The biological effects of purified samples if IBP-1 were tested in in vitro mitogenicity tests employing 3H-thymidin incorporation into a MCF-7 mamma carcinoma cell line. The stimulatory effect of both IGF-1 and
IGF-2 on cell proliferation was inhibited by IBP-1 in a dose dependent way. The effect of IBP-1 on IGF-2 dependent cell proliferation was more pronounced than that of the effect of IBF-1.
Furthermore, in an assay employing |35S|-Methionin incorporation into cartillage the stimulatory effect of IGF-1 and IGF-2 was abolished by IBP in the low ng range.

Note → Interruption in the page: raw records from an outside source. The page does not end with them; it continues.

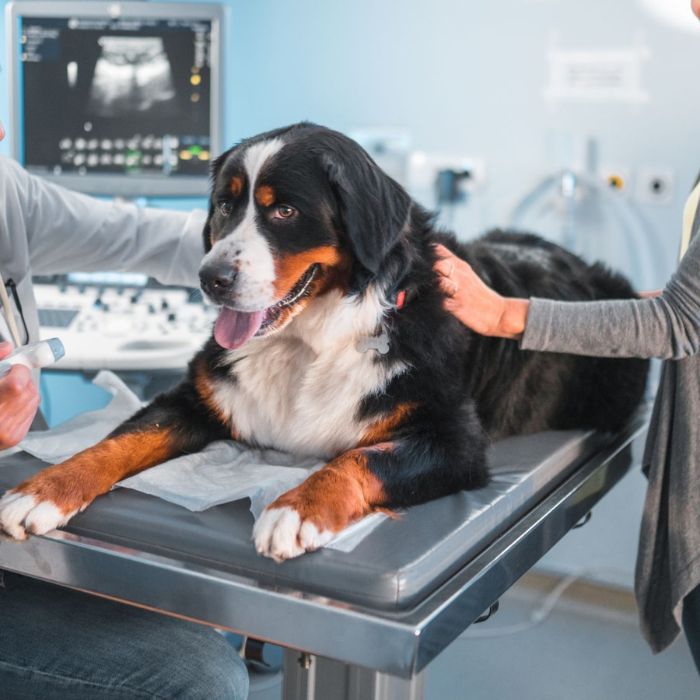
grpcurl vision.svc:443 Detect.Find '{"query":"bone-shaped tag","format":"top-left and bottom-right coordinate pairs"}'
top-left (356, 330), bottom-right (389, 355)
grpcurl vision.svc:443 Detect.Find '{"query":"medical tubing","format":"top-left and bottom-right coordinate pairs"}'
top-left (510, 170), bottom-right (665, 288)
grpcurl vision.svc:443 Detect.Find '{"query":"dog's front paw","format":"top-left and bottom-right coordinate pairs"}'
top-left (0, 468), bottom-right (90, 540)
top-left (253, 505), bottom-right (335, 562)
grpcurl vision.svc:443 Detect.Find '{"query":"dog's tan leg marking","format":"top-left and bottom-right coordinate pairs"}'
top-left (253, 450), bottom-right (385, 561)
top-left (0, 429), bottom-right (176, 540)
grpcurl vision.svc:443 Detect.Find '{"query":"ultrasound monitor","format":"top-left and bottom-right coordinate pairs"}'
top-left (8, 0), bottom-right (222, 197)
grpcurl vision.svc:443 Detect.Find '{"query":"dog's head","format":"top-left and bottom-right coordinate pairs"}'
top-left (200, 123), bottom-right (411, 349)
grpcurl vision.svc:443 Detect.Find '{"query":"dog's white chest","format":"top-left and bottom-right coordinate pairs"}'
top-left (215, 337), bottom-right (400, 458)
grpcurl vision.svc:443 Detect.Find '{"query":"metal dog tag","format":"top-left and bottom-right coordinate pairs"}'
top-left (356, 329), bottom-right (389, 355)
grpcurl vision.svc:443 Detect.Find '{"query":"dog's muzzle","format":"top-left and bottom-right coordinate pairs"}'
top-left (199, 262), bottom-right (238, 304)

Examples of pharmaceutical preparations:
EXAMPLE 1
25 ng IBP-1 10 ng IGF-1 0.7% NaCl
1/75M sodiumphosphate water ad 1 ml
The calculated amounts of IBP-1 and IGF-1 were dissolved and diluted in phosphate buffer containing NaCl. The pH was adjusted to 7.3-7.4.
EXAMPLE 2
25 ng IBP-1
10 ng IGF-2
1.6% glycerin
1/75M sodiumphosphate
0.01% benzalconiumchlorid 0.05% sodiumedetat water ad 1 ml
The calculated amounts of IBP-1 and IGF-2 were dissolved and diluted in phosphate buffer containing glycerin, benzalconiumchlorid and sodiumedetat. The pH
was adjusted to 7.4
EXAMPLE 3
25 ng IBP-1
10 ng IGF-1 10 ng IGF-2
5% hydroxyethylcellulose 0.9% benzylalcohol 1/75M phosphate buffer water ad 1 ml
The gel is prepared by mixing hydroxyethylcellulose with the waterphase containing IBP-1, IGF-1 and IGF-2.